Drupal Post-Mortem Examines CPU Spike Caused by Bot Traffic and Cache Misses
Production instability on a Drupal 11 platform forms the basis of a technical post-mortem that examines how automated traffic pushed application CPU usage to 94% and increased average response times. The illustrative scenario describes a containerized stack using PHP 8.3, PHP-FPM, Redis, Varnish, Cloudflare, New Relic, and Blackfire. According to the article, traffic rose from about 40 requests per second to 140 requests per second within 15 minutes, triggering an investigation into both infrastructure behaviour and application performance.

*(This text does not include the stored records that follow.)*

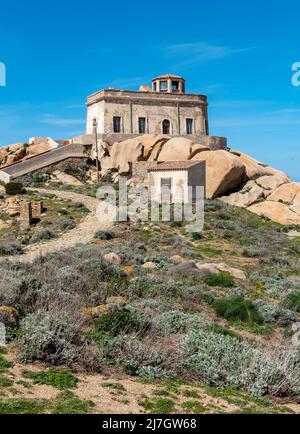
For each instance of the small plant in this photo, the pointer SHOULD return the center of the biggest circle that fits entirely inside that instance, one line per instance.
(176, 224)
(10, 248)
(193, 407)
(191, 393)
(196, 236)
(158, 405)
(4, 364)
(292, 301)
(5, 382)
(13, 188)
(223, 279)
(121, 320)
(103, 235)
(51, 377)
(216, 328)
(43, 235)
(66, 223)
(237, 309)
(69, 403)
(23, 406)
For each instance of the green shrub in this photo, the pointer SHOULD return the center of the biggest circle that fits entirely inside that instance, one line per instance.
(176, 224)
(48, 337)
(66, 223)
(172, 322)
(8, 248)
(23, 406)
(158, 405)
(224, 361)
(292, 301)
(59, 379)
(69, 403)
(216, 328)
(43, 235)
(237, 309)
(115, 386)
(223, 279)
(5, 382)
(121, 320)
(196, 236)
(14, 187)
(103, 235)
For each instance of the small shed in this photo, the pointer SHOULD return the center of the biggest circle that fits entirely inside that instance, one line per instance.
(180, 177)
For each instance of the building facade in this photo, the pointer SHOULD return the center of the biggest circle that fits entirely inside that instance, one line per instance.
(163, 109)
(180, 178)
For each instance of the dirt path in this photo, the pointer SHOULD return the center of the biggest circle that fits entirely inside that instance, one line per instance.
(82, 233)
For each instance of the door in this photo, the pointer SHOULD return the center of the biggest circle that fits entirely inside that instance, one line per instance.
(166, 188)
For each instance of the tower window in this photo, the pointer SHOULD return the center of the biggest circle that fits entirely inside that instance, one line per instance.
(189, 126)
(117, 124)
(163, 85)
(166, 126)
(142, 125)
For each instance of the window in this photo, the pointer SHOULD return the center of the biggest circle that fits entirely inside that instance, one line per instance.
(163, 85)
(166, 126)
(117, 124)
(189, 126)
(142, 125)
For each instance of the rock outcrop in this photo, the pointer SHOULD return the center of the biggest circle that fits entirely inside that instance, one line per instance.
(19, 151)
(177, 148)
(224, 172)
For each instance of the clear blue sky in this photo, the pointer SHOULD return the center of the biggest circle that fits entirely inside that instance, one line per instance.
(238, 53)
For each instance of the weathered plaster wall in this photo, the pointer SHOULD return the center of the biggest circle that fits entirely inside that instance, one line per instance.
(179, 182)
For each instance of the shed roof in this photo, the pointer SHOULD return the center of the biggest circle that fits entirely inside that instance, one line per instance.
(173, 165)
(177, 77)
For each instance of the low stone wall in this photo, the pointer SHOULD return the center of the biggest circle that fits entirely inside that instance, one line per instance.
(213, 142)
(140, 170)
(44, 160)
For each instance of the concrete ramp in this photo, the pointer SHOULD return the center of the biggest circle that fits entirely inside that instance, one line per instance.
(41, 161)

The analysis identifies bot traffic as the immediate trigger, but attributes the incident to multiple weaknesses. Access logs showed requests with constantly changing query-string parameters, causing Varnish to treat each variation as a separate cache key and raising the cache miss ratio to 78% from a normal level of about 15%. The article outlines mitigation measures, including Cloudflare blocking and challenge rules, Varnish query-string normalisation, cache-miss monitoring, rate limiting for sensitive paths, incident-response runbooks, and regular load testing. It argues that production failures are often caused by a combination of infrastructure gaps rather than a single technical fault and highlights cache-key management, observability, and traffic controls as important safeguards for Drupal platforms.